I was recently granted the opportunity to help instruct a forcible entry class for the new recruits at our fire academy. After a long eight hour day of teaching hands-on skills and answering questions, I was picking up equipment when I was presented with the hardest question of the day from a student. One of the new guys approached me and asked, “What does it take to be successful?” At first, I was flattered, I must have laid it on thick and sounded like I knew what I was saying if he is asking ME this question. As I was composing a reply that was just short of genius, it hit me; I didn’t have an answer.

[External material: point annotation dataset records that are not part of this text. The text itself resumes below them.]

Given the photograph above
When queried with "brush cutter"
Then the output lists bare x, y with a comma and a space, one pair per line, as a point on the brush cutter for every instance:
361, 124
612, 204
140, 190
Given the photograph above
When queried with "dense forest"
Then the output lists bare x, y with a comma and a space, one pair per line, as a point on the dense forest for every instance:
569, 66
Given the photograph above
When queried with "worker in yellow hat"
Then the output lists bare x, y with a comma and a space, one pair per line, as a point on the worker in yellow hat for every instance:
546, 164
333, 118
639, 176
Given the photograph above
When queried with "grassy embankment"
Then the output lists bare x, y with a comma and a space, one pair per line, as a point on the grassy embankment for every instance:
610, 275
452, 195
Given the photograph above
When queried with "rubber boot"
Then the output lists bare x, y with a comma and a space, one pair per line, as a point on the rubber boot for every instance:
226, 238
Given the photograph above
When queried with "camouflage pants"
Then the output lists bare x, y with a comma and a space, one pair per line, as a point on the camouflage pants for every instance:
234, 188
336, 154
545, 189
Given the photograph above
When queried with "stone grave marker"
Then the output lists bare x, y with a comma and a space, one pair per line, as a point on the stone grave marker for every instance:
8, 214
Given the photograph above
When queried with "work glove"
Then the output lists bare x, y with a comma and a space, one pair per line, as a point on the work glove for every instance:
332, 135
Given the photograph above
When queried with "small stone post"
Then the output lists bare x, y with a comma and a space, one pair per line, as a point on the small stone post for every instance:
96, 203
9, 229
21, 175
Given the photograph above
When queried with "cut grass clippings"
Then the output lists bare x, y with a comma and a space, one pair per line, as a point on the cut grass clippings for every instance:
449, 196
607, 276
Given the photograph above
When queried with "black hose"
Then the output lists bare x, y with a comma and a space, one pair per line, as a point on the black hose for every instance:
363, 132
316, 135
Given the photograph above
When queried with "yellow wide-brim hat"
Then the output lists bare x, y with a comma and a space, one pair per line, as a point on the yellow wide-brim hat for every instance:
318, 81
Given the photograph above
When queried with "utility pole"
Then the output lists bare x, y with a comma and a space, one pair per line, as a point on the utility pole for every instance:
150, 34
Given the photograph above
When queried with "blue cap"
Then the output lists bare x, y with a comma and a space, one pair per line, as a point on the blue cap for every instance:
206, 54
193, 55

See, it wasn’t that long ago I was walking out of the interview with the Chief of the department I now work for thinking, “Man, if I could just get my foot in the door and get hired, I would have it all.” At that time, just getting a job was the true definition of success. A few short months later, I was in the thick of my academy. Late night studying and trying to perform at my best physical condition, day-in and day-out. My thoughts were the same, “Boy, if I make it through this, I’ve done it.” This led into a year of probation, which seemed like an eternity, and yes, I again thought if I can make it through, I’ll be successful.
See, in our ever changing job, success is such a hard thing to label. It is a mark that often changes, even sometimes daily. Each person sets their own bar for what success is and only they know when they achieve it. Throughout my short career, my goals have changed drastically, and I have yet to figure out what I actually consider success. At times, success is looking ahead to try move to the next level in the department and promote. That being said, I would have no problem being a firefighter my whole career and trying my hardest to perfect the trade. That to me is equally successful. I think after every call that doesn’t go well, or if I make a mistake that I can prevent from happening again; that is success.
I’m not sure as of today what I must do in my career to be successful. In terms of actions, I think that’s something we must all figure out for ourselves. I will say, that when you go home at the end of every shift, you will make it to retirement and even enjoy a healthy life after your career. That is successful in every sense of the word. Take care of yourself, and give 100% every day to put on the uniform and you will have a successful career no matter what you think success is.